The voyage took eighteen days and began in SS Bontekoe, a Dutch ship of unimpeachable standing until she took on a deck cargo of cattle at Soembara Besar. Fortunately the British agent at Sourabaya managed to transfer the New Zealanders to a KPM ship which landed them in Singapore via Samarang and Muntok, on the island of Bangka, on 13 October 1941.

On arrival the dental section went to Tebrau, about seven miles from Johore on the Kota Tinggi road. Headquarters for the unit was established there and it was decided to set up a general hospital with medical and dental sections, with sick quarters detached from it.

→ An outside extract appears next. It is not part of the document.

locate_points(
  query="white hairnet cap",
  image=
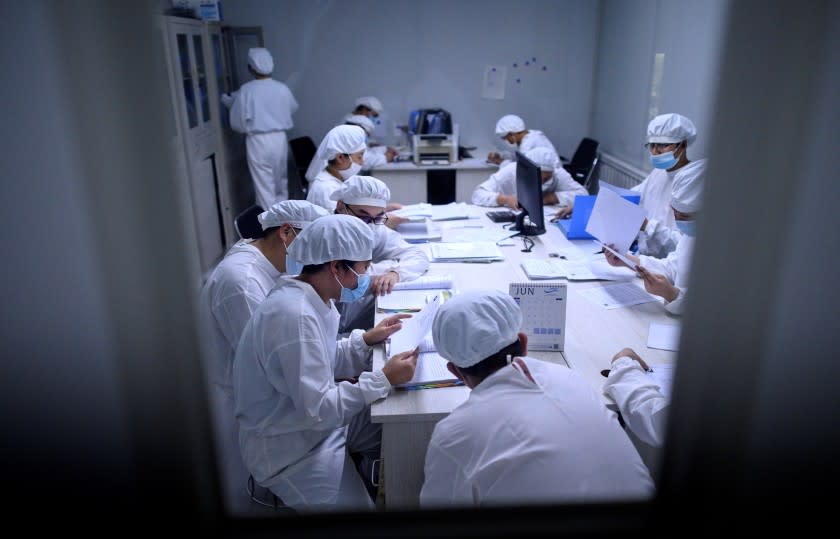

Having regard to the opposition from the RAF to the sending of an NZDC section to Malaya, Captain McCowan, as soon as he had set up his equipment, invited Group Captain Bodie, commander of medical and dental personnel in the Far East, to come and inspect. He also extended an invitation to Squadron Leaders Grey and Jessop, RAF dental officers at Seletar.

1 Wg Cdr N. H. North; Dunedin; born Chandpur, East Bengal, 7 Feb 1908; obstetrician; medical officer No. 1 Aerodrome Construction Unit, Malaya, Aug 1941–Mar 1942; OC Malaria Control Unit, 3 NZ Div, Sep 1942–Aug 1943; SMO Northern Group, RNZAF, Aug 1943–Jan 1945.